Voilà qui est paradoxal. Alors que le monde a vécu, notamment en 2008, des crises de confiance déstabilisantes et que la sphère financière est devenue omnipotente, notre Autorité des marchés financiers est mise au régime sec. 94 M€ de budget, pas un euro de plus, et cela depuis 2013. Toute recette excédentaire bascule dans le tonneau des Danaïdes de Bercy (l'AMF lui a reversé environ 37 M€ en trois ans). « Ces 94 M€ sont inférieurs aux dépenses prévues à notre budget, de telle sorte que si ce plafond n'est pas sensiblement relevé pour 2018, l'AMF devra réduire drastiquement ses dépenses et diminuer ses actions de régulation », commente le patron du gendarme des marchés financiers et de l’épargne.

Cette situation est hallucinante puisque cette administration est sur un rythme de fonctionnement d’environ 100 M€. Bien sûr, chacun pourra trouver que l’AMF, avec son carcan de normes, est un puissant empêcheur de business, trop tatillon et trop lent.

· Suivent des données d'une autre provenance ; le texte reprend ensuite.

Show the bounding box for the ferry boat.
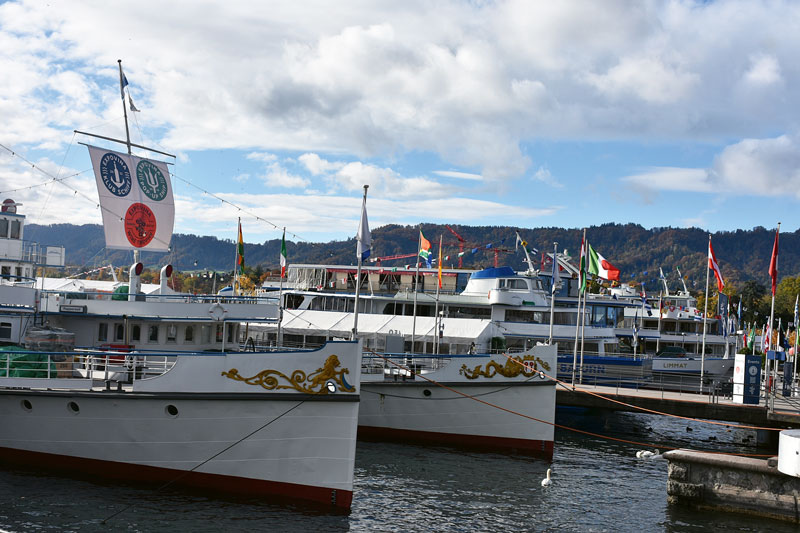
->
[260,264,558,458]
[270,254,736,392]
[0,80,364,511]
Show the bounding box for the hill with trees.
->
[25,222,800,325]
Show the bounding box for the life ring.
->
[209,302,227,321]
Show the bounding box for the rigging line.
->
[366,348,773,458]
[0,141,174,249]
[102,395,312,524]
[3,140,310,248]
[169,171,312,244]
[37,132,77,224]
[496,351,782,432]
[0,142,91,185]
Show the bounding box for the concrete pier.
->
[664,449,800,523]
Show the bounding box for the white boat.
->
[0,341,361,510]
[0,142,363,509]
[358,345,556,458]
[256,263,565,458]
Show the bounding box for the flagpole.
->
[548,242,558,345]
[768,222,780,405]
[656,294,662,353]
[278,227,285,348]
[579,267,587,384]
[794,295,799,392]
[117,60,132,155]
[411,226,422,354]
[234,217,240,297]
[352,185,369,340]
[435,235,442,356]
[701,234,711,393]
[572,230,585,385]
[578,237,589,385]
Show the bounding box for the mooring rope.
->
[495,350,782,432]
[366,348,775,458]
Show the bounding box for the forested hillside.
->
[24,222,797,287]
[25,221,800,324]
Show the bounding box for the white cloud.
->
[622,167,713,193]
[532,166,563,188]
[621,134,800,199]
[433,170,483,181]
[298,153,345,175]
[246,152,277,163]
[744,54,782,86]
[712,135,800,196]
[585,56,699,104]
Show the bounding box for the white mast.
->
[571,229,585,385]
[411,226,422,353]
[547,241,559,345]
[352,185,369,339]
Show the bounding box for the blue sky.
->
[1,0,798,248]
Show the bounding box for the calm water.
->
[0,410,794,532]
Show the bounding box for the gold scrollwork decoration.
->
[221,354,356,393]
[459,355,551,380]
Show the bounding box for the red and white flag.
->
[708,237,724,292]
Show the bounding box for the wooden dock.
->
[556,383,800,429]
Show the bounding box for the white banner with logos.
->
[87,145,174,252]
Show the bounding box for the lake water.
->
[0,409,795,532]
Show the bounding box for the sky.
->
[1,0,799,249]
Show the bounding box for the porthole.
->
[423,389,432,397]
[67,401,80,414]
[21,399,32,411]
[165,404,179,417]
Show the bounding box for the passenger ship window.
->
[166,324,177,343]
[184,325,194,343]
[98,323,108,342]
[114,323,124,341]
[0,219,7,238]
[148,325,159,343]
[132,325,141,341]
[0,322,11,339]
[9,220,20,239]
[215,324,223,343]
[502,279,528,290]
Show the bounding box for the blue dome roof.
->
[469,266,516,279]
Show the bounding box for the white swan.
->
[638,449,659,459]
[541,468,552,487]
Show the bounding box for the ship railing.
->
[74,349,176,382]
[0,349,176,384]
[362,351,495,377]
[45,289,278,305]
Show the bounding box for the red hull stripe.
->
[358,426,554,461]
[0,446,352,511]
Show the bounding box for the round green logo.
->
[136,160,168,201]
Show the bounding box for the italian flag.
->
[280,229,287,278]
[588,244,620,281]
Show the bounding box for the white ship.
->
[0,74,363,512]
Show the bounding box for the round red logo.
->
[124,203,157,248]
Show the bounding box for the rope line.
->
[102,396,311,523]
[496,351,782,432]
[366,348,774,458]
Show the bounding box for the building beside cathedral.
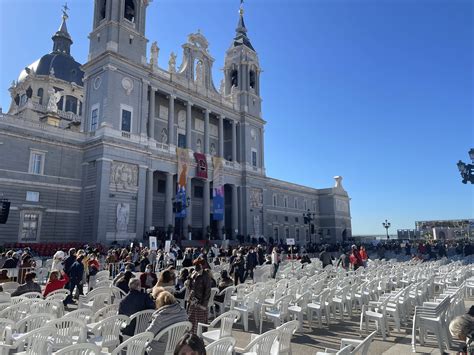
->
[0,1,351,245]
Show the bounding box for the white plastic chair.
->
[197,310,240,344]
[14,313,55,334]
[214,286,235,315]
[47,318,87,350]
[62,309,94,324]
[128,309,155,335]
[30,299,63,318]
[52,342,102,355]
[271,320,299,355]
[316,331,376,355]
[151,321,192,355]
[208,288,219,318]
[110,331,154,355]
[360,297,390,340]
[205,336,235,355]
[20,292,43,299]
[307,289,331,329]
[0,302,31,323]
[233,290,259,332]
[2,326,56,355]
[46,289,70,301]
[235,328,280,355]
[89,315,130,350]
[260,295,293,334]
[91,304,119,323]
[1,282,19,293]
[288,291,311,331]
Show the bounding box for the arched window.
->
[65,95,78,113]
[124,0,135,22]
[26,86,33,98]
[249,70,256,89]
[231,69,238,87]
[37,88,44,105]
[99,0,107,20]
[283,196,288,208]
[273,194,277,207]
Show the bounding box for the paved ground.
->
[228,298,473,355]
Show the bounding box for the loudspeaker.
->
[0,200,10,224]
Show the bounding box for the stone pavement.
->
[229,298,473,355]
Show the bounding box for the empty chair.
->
[288,291,311,331]
[260,295,293,334]
[110,331,154,355]
[1,282,20,294]
[89,315,130,350]
[91,304,119,323]
[48,318,87,350]
[197,310,240,344]
[0,326,56,355]
[235,328,280,355]
[52,343,102,355]
[14,313,55,335]
[46,289,70,302]
[233,290,259,332]
[207,288,219,319]
[0,302,32,323]
[205,337,235,355]
[315,331,376,355]
[128,309,155,336]
[150,321,192,355]
[307,289,331,329]
[271,320,299,355]
[62,309,94,324]
[30,299,63,318]
[19,292,43,299]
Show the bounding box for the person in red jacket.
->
[349,244,363,271]
[44,270,69,297]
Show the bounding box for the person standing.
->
[349,245,363,271]
[65,253,84,305]
[231,251,245,285]
[319,247,333,268]
[187,264,212,334]
[244,247,258,281]
[271,247,279,279]
[360,246,368,267]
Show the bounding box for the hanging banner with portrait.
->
[212,156,224,221]
[194,152,208,179]
[176,148,189,218]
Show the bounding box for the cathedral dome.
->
[18,53,83,85]
[17,7,83,86]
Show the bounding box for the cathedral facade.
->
[0,0,351,245]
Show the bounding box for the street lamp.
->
[457,149,474,184]
[382,219,391,240]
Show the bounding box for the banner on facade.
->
[212,156,224,221]
[176,148,189,218]
[149,236,158,251]
[194,152,208,179]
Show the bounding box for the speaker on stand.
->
[0,199,11,224]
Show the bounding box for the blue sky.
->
[0,0,472,235]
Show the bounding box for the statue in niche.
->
[116,203,130,233]
[195,60,203,85]
[161,128,168,144]
[196,139,202,153]
[150,41,159,68]
[210,143,216,156]
[168,52,177,73]
[47,87,61,113]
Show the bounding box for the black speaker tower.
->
[0,199,10,224]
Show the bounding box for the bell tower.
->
[223,5,262,117]
[88,0,150,64]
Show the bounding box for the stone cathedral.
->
[0,0,351,246]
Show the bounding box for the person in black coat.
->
[63,248,77,277]
[114,271,134,294]
[244,247,258,281]
[1,251,19,269]
[118,278,155,336]
[64,254,84,305]
[257,245,265,266]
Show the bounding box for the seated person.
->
[140,264,157,289]
[214,270,233,304]
[43,270,69,297]
[174,269,190,300]
[155,270,175,288]
[118,278,155,336]
[0,269,10,283]
[174,332,206,355]
[145,290,188,354]
[11,272,41,296]
[114,271,134,294]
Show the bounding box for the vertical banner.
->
[149,236,157,251]
[176,148,189,218]
[212,156,224,221]
[193,152,208,179]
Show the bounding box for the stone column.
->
[231,120,237,162]
[261,127,265,169]
[231,184,238,238]
[140,81,149,136]
[145,169,153,231]
[218,115,224,157]
[204,109,210,154]
[164,172,173,230]
[148,87,156,139]
[186,101,193,149]
[184,178,193,239]
[95,158,112,242]
[203,180,210,239]
[168,95,175,145]
[136,166,147,238]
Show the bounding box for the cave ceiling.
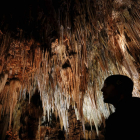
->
[0,0,140,139]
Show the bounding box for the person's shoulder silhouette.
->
[101,74,140,140]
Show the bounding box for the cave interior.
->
[0,0,140,139]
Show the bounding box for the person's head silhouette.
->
[101,74,134,107]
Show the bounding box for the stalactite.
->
[0,73,8,93]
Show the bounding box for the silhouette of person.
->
[101,74,140,140]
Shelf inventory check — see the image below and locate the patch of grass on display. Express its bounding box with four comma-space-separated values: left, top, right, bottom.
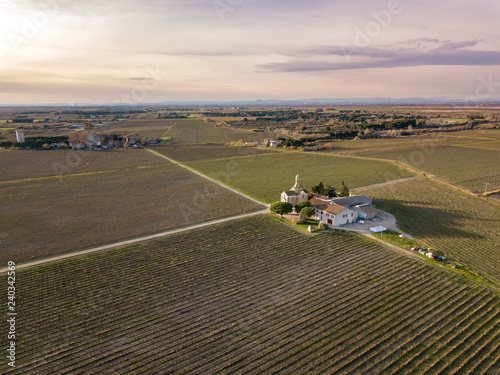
273, 216, 323, 233
373, 230, 420, 249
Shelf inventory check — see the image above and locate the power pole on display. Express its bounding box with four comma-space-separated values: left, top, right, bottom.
484, 182, 490, 194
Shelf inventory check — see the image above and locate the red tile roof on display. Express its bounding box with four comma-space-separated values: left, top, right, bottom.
310, 198, 348, 215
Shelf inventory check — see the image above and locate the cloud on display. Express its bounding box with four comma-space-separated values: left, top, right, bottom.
122, 77, 155, 81
257, 39, 500, 72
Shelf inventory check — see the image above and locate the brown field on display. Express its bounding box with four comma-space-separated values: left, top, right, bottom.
97, 119, 179, 138
0, 164, 263, 264
0, 149, 170, 182
358, 176, 500, 289
149, 144, 277, 162
207, 116, 258, 122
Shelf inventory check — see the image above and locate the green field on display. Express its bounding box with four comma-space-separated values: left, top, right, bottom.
98, 119, 179, 139
323, 134, 482, 155
4, 216, 499, 374
0, 164, 262, 264
358, 176, 500, 289
163, 118, 279, 144
148, 144, 277, 162
366, 145, 500, 192
185, 152, 416, 203
457, 140, 500, 150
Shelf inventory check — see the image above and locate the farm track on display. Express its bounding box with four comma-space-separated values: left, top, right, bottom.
0, 162, 174, 185
0, 210, 267, 274
6, 216, 499, 374
146, 147, 268, 207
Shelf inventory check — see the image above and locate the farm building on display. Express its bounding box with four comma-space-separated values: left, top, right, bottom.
355, 204, 378, 220
281, 174, 309, 206
310, 196, 357, 226
329, 194, 377, 220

Bien des anecdotes que tant de sociétés de gestion m’ont racontées me reviennent en mémoire. Pour autant, le gendarme n’est pas responsable du Code de la route. De plus, sans ce Code de la route qu’est le règlement général de l’AMF imagine-t-on dans quelle pagaille on vivrait ! Une pagaille d’arnaques et de manipulations dont professionnels comme épargnants seraient les victimes.

Dès lors, la question récemment lancée par Gérard Rameix est légitime : « Quel niveau de régulation voulons-nous ? Quel poids souhaitons-nous donner à la voix de la France alors qu'au sein même de l'ESMA, le régulateur européen, on attend beaucoup de nous ? »

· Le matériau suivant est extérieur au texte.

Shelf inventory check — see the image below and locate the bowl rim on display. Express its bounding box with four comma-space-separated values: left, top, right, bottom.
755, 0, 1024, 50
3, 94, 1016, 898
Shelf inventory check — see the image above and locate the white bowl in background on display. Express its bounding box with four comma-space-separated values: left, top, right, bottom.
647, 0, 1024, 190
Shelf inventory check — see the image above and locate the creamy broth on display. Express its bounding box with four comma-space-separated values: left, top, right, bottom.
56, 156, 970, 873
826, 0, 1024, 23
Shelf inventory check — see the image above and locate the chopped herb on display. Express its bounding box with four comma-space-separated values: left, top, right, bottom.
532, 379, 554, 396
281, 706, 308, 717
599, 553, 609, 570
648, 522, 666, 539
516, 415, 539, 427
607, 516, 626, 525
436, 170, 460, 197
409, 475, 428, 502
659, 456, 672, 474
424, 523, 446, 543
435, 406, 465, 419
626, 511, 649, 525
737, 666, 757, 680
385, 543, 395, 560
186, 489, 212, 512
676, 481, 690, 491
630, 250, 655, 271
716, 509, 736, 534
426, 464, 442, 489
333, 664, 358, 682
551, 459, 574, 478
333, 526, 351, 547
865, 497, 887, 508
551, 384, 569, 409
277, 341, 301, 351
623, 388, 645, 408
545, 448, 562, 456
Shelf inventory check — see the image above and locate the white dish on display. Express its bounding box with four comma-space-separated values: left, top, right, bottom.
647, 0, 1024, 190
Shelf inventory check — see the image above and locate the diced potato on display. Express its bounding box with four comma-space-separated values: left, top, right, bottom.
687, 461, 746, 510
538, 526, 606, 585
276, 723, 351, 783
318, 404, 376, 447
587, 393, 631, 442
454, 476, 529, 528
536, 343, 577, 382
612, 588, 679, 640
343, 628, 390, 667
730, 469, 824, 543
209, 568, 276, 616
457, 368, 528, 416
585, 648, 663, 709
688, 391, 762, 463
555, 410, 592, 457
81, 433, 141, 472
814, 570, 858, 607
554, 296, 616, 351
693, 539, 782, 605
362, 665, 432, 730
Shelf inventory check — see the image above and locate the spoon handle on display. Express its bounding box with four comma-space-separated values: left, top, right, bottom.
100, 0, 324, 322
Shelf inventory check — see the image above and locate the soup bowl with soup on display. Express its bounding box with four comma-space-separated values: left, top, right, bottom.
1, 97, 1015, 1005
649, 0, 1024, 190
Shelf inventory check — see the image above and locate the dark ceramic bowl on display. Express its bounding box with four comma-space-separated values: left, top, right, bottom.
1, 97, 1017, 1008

De nouvelles missions ont été données à l’AMF notamment par l’article 79 de la loi Sapin 2 en ce qui concerne les offres de placement atypiques. De nouvelles compétences sont nécessaires aussi pour exercer cette police des routes de la finance et pour envoyer des experts capables à Bruxelles. Tout cela sans compter les mises à niveau indispensables de l’outil informatique de surveillance ! Aussi n’est-ce pas un impératif majeur que celui de protéger cette épargne dont notre économie a plus que jamais besoin pour s’irriguer et se relancer ?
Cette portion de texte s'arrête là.